In celebration of World Pride, June Object of the Day posts highlight LGBTQ+ designers and design in the collection.

In the wake of the AIDS epidemic that arose in the 1980s, greatly impacting the gay community, numerous healthcare organizations sprang up to take charge in the care and support of individuals infected by and living with the disease. Once it was determined that the HIV virus was primarily sexually transmitted, education around sexual health became and continues to be a chief method in limiting the spread of HIV/AIDS.

Like many organizations, the AIDS Action Committee in Boston, Massachusetts, produced a series of posters in 1993 to communicate safe-sex strategies, here focusing on condom use. Simple and straightforward, the posters follow in the graphic tradition of the object poster, in which visual elements are reduced to one central object on a stark background and supplemented by minimal but purposeful text.[1] In the early twentieth century, Lucian Bernhard introduced this concept to modern marketing through his influential poster for the Priester Match Company. Bernhard placed an illustration of two matches on a solid background with the name “Priester” emblazoned above.

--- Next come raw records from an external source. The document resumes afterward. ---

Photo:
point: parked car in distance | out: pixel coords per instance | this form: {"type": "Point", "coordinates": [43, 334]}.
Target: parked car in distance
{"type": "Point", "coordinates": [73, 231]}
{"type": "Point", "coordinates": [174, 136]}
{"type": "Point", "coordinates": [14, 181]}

In the AIDS Action Committee series, designer Debbie Klein swapped the two matchsticks for a latex condom. The pocket-sized hero is supported by a witty one-liner to drive the message home. In words by Ross Rackliff, the poster series proposes a range of motivations to encourage condom usage in one’s sexual practices, from common sense and sharing-is-caring to promises of enhanced performance.

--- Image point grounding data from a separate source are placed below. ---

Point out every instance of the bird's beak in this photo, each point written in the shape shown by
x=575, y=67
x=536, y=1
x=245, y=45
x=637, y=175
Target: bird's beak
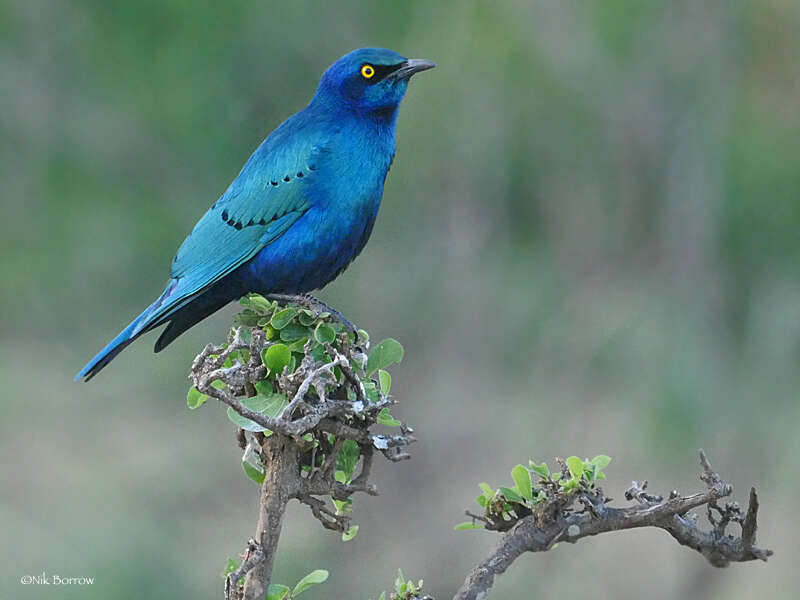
x=411, y=66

Through the work of the AIDS Action Committee, AIDS education and condoms were introduced into Boston schools in 1994.[2] AIDS Action continues to fight the causes and ramifications of HIV/AIDS.

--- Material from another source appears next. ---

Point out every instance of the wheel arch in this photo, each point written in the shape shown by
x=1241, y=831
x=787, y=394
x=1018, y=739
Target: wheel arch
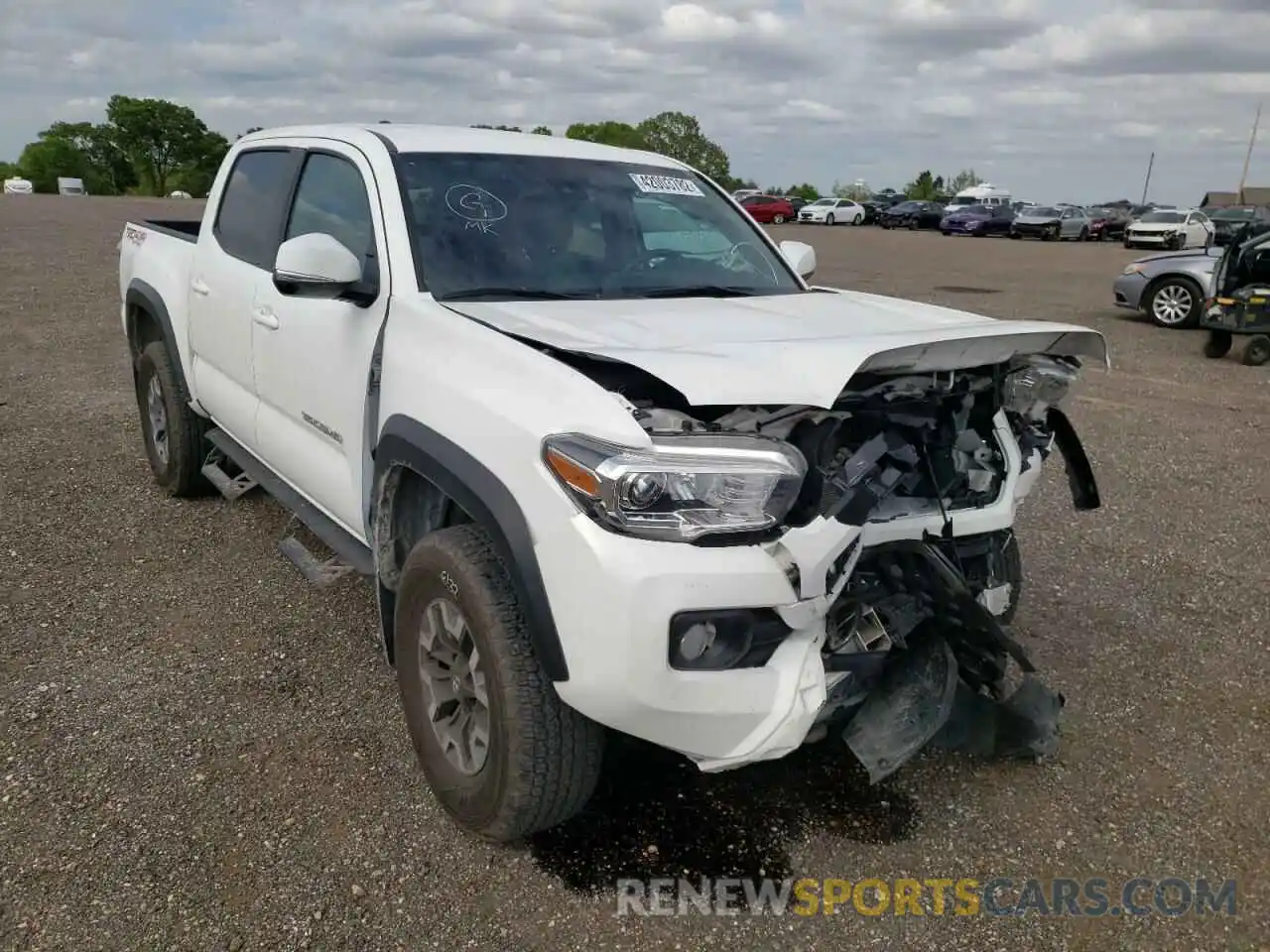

Cooper Hewitt’s collection holds many posters and graphics related to HIV/AIDS awareness, which are accessible online on Cooper Hewitt’s collection site.

Matthew J. Kennedy is the Cross-Platform Publishing Associate at Cooper Hewitt, and additionally researches the histories of design and theater.

[1] Ellen Lupton, How Posters Work (New York: Cooper Hewitt, Smithsonian Design Museum, 2015), 72.